接続用の道路が一条工務店フィリピン工場と繋がっていることなどから、工場の敷地を大きく拡大していることが推定できます。

一条工務店は住宅販売数を増加させる数年前に大きな投資を行ってきて経緯があります。例えば、2010年前後のi-cube、i-smartの投入に前後してタイル工場の投資などをして工場用地を大きく拡大してきました。

下の写真は一条工務店フィリピン工場の過去の拡大を時間とともに見たものですが、2013年に売上を大きく伸ばす原動力になったのは、2010年から2012年にかけてのフィリピン工場の拡充によるところが大きいと思います。

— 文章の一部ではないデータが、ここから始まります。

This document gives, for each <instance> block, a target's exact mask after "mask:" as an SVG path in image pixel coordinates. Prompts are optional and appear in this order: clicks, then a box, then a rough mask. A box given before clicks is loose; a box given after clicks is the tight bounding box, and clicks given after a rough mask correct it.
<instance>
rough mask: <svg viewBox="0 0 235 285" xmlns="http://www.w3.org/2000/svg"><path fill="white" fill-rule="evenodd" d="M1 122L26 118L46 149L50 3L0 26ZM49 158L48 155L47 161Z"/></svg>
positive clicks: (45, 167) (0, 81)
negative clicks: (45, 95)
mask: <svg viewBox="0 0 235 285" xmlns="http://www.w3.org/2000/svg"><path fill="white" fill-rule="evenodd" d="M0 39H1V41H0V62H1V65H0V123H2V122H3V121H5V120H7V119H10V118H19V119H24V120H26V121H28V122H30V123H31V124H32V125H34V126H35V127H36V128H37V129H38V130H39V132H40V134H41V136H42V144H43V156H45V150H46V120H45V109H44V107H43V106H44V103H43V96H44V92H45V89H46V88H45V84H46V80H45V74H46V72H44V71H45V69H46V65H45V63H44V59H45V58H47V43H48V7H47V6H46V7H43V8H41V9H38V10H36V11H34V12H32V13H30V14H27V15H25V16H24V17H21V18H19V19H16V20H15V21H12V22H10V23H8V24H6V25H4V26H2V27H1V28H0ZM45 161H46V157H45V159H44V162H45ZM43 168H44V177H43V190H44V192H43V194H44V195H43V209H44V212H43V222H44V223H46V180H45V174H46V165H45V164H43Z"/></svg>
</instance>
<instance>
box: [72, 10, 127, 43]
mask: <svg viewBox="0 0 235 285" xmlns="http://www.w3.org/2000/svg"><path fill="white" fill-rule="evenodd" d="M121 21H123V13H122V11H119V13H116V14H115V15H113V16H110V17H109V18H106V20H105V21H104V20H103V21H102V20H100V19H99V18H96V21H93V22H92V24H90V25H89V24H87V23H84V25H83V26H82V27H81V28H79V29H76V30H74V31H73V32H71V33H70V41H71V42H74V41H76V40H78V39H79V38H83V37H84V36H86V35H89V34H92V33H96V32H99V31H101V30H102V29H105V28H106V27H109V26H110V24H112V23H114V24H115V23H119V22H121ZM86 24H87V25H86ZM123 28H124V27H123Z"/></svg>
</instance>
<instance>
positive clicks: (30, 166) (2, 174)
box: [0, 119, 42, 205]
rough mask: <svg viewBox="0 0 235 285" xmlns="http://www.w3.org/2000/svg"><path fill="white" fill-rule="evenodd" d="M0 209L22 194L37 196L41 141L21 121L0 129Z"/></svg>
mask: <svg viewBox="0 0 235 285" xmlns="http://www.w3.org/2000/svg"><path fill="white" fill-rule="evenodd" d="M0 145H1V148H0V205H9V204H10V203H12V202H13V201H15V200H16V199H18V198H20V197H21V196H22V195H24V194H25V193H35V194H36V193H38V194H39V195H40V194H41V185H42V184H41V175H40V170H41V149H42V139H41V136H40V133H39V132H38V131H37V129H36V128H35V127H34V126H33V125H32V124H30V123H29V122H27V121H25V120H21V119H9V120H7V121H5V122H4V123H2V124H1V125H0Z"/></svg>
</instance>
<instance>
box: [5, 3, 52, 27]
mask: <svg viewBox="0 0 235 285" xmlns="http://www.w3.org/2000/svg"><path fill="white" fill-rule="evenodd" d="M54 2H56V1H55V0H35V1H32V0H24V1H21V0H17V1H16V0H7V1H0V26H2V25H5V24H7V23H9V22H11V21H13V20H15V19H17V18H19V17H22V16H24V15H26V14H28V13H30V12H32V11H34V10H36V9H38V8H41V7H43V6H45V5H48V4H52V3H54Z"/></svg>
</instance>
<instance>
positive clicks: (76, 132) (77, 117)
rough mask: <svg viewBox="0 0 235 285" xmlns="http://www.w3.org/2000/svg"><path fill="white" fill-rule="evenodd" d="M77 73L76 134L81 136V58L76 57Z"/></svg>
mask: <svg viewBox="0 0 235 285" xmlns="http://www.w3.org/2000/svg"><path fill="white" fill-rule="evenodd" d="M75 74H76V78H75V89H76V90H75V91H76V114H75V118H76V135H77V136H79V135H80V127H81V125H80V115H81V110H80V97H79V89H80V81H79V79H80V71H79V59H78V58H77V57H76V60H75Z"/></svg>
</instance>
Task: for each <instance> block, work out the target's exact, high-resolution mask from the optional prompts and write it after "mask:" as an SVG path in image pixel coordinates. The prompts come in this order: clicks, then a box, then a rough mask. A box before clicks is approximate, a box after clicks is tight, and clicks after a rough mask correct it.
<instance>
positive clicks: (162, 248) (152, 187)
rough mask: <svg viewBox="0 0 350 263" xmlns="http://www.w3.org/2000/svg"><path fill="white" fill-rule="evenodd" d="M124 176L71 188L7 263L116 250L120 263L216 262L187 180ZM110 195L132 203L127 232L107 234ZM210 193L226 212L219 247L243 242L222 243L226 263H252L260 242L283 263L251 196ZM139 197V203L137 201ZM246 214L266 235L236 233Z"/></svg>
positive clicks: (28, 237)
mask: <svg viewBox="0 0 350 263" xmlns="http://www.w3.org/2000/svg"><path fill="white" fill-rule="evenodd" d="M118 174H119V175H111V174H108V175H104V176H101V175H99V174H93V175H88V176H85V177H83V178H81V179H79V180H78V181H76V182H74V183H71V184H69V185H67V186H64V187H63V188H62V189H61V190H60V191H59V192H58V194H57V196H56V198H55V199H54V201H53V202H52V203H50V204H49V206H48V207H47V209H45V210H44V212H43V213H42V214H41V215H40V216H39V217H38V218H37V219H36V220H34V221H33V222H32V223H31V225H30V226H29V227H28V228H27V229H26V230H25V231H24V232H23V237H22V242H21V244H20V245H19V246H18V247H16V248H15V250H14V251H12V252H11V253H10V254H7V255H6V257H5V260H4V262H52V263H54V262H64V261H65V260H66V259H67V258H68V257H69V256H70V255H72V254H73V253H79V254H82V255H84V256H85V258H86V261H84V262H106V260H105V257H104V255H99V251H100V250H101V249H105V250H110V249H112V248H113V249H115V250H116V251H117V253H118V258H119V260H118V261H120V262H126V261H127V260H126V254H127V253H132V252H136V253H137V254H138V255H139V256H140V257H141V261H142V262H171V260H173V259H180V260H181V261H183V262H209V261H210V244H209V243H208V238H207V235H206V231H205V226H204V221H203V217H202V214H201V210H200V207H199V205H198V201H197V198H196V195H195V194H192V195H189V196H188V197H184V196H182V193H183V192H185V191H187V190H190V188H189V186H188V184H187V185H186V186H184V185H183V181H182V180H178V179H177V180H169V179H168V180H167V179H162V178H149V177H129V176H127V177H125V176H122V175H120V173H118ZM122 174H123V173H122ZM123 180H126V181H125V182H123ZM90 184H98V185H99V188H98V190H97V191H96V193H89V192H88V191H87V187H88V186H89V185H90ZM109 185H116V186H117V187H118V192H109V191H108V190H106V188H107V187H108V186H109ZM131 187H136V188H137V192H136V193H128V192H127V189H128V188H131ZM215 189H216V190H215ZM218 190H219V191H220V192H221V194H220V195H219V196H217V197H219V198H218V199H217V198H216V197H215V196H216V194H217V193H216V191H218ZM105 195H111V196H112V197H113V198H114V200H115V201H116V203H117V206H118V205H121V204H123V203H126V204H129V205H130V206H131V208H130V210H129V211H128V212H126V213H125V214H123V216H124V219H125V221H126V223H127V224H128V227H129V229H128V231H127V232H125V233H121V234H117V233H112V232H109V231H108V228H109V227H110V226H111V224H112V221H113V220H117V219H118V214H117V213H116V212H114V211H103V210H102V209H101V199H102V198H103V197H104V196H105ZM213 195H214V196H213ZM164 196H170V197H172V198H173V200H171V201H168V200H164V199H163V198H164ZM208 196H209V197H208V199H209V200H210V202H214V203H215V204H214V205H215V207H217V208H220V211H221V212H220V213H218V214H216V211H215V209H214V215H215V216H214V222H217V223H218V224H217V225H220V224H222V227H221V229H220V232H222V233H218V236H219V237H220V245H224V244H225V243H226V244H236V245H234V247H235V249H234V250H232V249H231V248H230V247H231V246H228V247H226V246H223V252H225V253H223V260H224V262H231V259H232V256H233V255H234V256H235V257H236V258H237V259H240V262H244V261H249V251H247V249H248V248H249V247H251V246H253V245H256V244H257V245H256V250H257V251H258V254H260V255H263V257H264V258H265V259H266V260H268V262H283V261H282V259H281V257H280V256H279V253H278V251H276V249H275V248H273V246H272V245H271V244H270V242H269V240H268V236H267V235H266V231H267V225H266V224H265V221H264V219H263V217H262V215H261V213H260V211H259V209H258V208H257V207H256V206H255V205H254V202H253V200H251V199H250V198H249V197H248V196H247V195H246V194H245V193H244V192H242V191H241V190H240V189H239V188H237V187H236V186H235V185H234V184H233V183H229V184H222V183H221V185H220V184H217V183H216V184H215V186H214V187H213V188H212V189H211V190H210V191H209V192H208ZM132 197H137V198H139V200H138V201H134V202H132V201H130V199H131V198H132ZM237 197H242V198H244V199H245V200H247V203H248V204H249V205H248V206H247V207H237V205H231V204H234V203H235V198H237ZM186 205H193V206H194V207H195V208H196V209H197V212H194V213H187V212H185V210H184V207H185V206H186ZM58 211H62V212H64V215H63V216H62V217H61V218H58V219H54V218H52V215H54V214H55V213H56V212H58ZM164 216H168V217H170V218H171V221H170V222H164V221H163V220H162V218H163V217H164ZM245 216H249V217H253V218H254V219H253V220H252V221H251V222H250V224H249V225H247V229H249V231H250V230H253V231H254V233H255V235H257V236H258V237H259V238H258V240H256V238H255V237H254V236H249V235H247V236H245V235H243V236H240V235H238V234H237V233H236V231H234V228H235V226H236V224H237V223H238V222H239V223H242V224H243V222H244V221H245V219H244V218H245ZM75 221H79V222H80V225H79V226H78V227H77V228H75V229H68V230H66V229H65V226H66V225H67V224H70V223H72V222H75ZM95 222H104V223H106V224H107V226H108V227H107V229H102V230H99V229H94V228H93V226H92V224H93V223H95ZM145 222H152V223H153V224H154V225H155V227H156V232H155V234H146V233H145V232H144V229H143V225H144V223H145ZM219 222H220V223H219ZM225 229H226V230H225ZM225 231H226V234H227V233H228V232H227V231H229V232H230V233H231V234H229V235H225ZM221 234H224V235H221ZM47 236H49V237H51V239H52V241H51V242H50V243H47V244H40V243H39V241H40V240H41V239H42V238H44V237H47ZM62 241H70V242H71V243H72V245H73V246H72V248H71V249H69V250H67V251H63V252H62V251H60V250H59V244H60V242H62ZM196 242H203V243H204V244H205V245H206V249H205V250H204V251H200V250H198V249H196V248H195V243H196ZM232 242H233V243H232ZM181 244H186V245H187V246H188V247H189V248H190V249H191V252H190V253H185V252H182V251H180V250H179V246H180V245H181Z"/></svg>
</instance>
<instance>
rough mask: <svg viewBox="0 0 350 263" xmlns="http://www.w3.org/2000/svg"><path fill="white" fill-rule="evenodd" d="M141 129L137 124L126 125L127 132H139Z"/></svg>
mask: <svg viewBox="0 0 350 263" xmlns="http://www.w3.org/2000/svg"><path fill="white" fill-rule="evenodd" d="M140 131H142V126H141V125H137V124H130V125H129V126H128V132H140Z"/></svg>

一条工務店のフィリピン工場(H.R.D.)でかっ!!なんだか巨大化してます。。。一条工務店躍進の原動力

2013年に売上を飛躍させた自社生産の太陽光発電システムですが、この太陽光発電システムの生産工場は2009年に50億円もの投資をしてアルバックからターンキーという方式で工場をまるごと購入した結果がもたらしたものと言えます。

一条工務店は、これまで大型の投資をしてその数年後に大きく売上を伸ばすということを繰り返してきました。太陽光発電システムの投資を見ても、太陽光発電システムが現在ほど普及したのは2011年の東日本大震災とそれに伴う原子力発電所の事故が引き金になっており、2009年の時点では現在のように太陽光発電システムが普及することを予想することは一般には不可能でした。しかし、結果として見れば2009年の投資が一条工務店の売り上げを大きく伸ばしたことは間違いありません。

今回の工場拡大が、一条工務店の住宅販売棟数を伸ばすためには、顧客のニーズにあった住宅を投入し続けることが必要なのだと思います。それは、AIを活用したスマートハウスかも知れませんし、FIT終了、FIT価格の大きな下落を踏まえた蓄電システムの活用かも知れません。どのようなものになるかはこれからなのだろうと思います。